Texte 4 : Le Malade Imaginaire (1673), Acte III Scène 10, Molière.
TOINETTE
Donnez-moi votre pouls. Allons donc, que l'on batte comme il faut. Ahy ! je vous ferai bien aller comme vous devez. Hoy ! ce pouls-là fait l'impertinent; je vois bien que vous ne me connaissez pas encore. Qui est votre médecin?
ARGAN
Monsieur Purgon.
TOINETTE
Cet homme-là n'est point écrit sur mes tablettes entre les grands médecins. De quoi dit-il que vous êtes malade ?
ARGAN
Il dit que c'est du foie, et d'autres disent que c'est de la rate.
TOINETTE
Ce sont tous des ignorants. C'est du poumon que vous êtes malade.
ARGAN
Du poumon ?
TOINETTE
Oui. Que sentez-vous ?
ARGAN
Je sens de temps en temps des douleurs de tête.
TOINETTE
Justement, le poumon.
ARGAN
Il me semble parfois que j'ai un voile devant les yeux.
TOINETTE
Le poumon.
ARGAN
J'ai quelquefois des maux de coeur.
TOINETTE
Le poumon.
ARGAN
Je sens parfois des lassitudes par tous les membres.
TOINETTE
Le poumon.
ARGAN
Et quelquefois il me prend des douleurs dans le ventre, comme si c'étaient des coliques.
TOINETTE
Le poumon. Vous avez appétit à ce que vous mangez ?
ARGAN
Oui, monsieur.
TOINETTE
Le poumon. Vous aimez à boire un peu de vin.
ARGAN
Oui, monsieur.
TOINETTE
Le poumon. Il vous prend un petit sommeil après le repas, et vous êtes bien aise de dormir ?
ARGAN
Oui, monsieur.
TOINETTE
Le poumon, le poumon, vous dis-je. Que vous ordonne votre médecin pour votre nourriture ?
ARGAN
Il m'ordonne du potage.
TOINETTE
Ignorant!
ARGAN
De la volaille.
TOINETTE
Ignorant!
ARGAN
Du veau.
TOINETTE
Ignorant!
ARGAN
Des bouillons.
TOINETTE
Ignorant!
ARGAN
Des oeufs frais.
TOINETTE
Ignorant !
ARGAN
Et, le soir, de petits pruneaux pour lâcher le ventre.
TOINETTE
Ignorant !
ARGAN
Et surtout de boire mon vin fort trempé.
TOINETTE
Ignorantus, ignoranta, Ignorantum. Il faut boire votre vin pur, et, pour épaissir votre sang, qui est trop subtil, il faut manger de bon gros boeuf, de bon gros porc, de bon fromage de Hollande; du gruau et du riz, et des marrons et des oublies, pour coller et conglutiner. Votre médecin est une bête. Je veux vous en envoyer un de ma main; et je viendrai vous voir de temps en temps, tandis que je serai en cette ville.
Mouvements
Premier mouvement : Un faux médecin crédible (l.1-8)

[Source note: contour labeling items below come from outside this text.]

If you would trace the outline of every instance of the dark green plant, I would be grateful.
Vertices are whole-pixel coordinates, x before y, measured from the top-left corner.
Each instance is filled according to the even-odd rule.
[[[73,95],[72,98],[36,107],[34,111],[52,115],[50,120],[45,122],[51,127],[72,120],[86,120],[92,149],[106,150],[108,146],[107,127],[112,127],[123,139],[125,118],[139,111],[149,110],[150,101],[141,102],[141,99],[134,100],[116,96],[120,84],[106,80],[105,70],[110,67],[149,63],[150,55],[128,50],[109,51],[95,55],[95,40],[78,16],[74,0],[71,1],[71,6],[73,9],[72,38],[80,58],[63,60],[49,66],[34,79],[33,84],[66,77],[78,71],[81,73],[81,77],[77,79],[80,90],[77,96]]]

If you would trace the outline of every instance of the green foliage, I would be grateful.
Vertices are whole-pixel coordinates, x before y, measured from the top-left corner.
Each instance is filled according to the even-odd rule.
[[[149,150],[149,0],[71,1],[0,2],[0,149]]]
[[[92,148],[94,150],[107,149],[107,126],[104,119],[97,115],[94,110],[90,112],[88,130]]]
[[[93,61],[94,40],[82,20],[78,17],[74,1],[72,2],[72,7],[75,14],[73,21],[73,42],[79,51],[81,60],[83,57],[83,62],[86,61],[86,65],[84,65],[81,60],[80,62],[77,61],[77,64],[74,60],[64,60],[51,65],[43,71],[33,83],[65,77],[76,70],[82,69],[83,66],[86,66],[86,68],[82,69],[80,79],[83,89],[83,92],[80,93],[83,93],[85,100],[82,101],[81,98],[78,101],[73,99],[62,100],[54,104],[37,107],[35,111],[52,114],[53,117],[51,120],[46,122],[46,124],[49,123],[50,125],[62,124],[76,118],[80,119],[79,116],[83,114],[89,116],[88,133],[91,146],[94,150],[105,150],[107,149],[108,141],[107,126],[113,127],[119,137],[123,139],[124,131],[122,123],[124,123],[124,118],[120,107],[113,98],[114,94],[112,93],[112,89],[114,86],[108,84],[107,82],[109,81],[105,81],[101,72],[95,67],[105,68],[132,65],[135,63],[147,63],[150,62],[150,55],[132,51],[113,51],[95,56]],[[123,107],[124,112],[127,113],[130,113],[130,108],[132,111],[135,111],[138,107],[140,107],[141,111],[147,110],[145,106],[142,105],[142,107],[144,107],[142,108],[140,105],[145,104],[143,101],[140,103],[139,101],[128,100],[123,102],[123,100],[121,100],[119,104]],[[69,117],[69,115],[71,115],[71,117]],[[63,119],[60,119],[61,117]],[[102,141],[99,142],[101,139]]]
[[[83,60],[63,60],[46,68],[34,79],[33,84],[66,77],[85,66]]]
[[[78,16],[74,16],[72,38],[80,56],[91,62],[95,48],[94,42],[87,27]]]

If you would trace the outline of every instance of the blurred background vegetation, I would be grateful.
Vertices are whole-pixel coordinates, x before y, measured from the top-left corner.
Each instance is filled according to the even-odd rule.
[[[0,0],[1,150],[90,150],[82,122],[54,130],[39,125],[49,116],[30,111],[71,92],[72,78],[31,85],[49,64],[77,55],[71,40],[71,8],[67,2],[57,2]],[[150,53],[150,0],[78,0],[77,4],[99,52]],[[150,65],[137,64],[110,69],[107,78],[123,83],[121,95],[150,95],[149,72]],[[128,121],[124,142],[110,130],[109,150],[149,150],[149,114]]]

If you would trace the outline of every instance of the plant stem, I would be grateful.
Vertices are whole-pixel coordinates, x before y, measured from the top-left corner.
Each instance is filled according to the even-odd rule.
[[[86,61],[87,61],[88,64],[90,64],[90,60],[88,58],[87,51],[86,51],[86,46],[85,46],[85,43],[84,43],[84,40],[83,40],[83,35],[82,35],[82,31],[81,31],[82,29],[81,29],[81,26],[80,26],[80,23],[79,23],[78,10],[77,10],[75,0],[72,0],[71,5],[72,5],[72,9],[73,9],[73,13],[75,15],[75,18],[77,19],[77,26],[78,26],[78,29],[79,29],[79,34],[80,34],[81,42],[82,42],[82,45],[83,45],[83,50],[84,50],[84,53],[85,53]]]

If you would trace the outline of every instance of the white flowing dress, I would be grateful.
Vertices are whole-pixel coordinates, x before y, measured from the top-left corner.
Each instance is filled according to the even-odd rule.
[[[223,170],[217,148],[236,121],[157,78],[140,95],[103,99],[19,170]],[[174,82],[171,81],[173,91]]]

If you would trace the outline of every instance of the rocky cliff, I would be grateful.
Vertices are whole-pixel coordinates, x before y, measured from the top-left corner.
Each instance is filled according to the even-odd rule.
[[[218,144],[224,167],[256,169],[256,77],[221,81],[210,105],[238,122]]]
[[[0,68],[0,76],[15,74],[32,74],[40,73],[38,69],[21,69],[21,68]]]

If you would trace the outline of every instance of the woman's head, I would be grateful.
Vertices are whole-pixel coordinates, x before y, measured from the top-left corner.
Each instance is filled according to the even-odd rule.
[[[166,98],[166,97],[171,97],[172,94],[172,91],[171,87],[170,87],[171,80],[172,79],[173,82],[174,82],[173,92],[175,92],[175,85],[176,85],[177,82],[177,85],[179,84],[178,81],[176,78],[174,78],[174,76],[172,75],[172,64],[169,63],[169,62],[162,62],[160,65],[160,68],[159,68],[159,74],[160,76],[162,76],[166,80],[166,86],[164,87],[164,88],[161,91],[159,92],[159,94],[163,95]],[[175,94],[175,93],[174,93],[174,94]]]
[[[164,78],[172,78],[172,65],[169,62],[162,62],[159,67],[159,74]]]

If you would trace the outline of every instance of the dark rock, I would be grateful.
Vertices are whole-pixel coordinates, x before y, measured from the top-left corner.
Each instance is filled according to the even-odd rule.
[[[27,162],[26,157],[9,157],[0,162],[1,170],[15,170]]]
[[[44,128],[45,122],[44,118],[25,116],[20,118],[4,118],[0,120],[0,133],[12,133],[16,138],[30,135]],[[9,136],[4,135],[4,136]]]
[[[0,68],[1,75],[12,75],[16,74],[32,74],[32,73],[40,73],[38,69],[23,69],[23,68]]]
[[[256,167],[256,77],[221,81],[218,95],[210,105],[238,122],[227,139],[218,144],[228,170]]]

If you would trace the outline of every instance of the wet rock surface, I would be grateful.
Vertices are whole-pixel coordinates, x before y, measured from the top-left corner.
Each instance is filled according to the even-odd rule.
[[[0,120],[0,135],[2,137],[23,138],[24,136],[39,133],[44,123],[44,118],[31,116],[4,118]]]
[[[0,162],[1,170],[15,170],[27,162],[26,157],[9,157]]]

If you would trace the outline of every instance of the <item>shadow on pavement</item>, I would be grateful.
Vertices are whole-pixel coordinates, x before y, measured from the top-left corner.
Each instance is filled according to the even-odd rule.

Deuxième mouvement : Le diagnostic (l.8-26)
Troisième mouvement : La prescription (l.26-43)
l.1/3 - "Donnez-moi votre pouls. Allons donc, que l'on batte comme il faut. Ahy ! je vous ferai bien aller comme vous devez. Hoy ! ce pouls-là fait l'impertinent; je vois bien que vous ne me connaissez pas encore. Qui est votre médecin ?"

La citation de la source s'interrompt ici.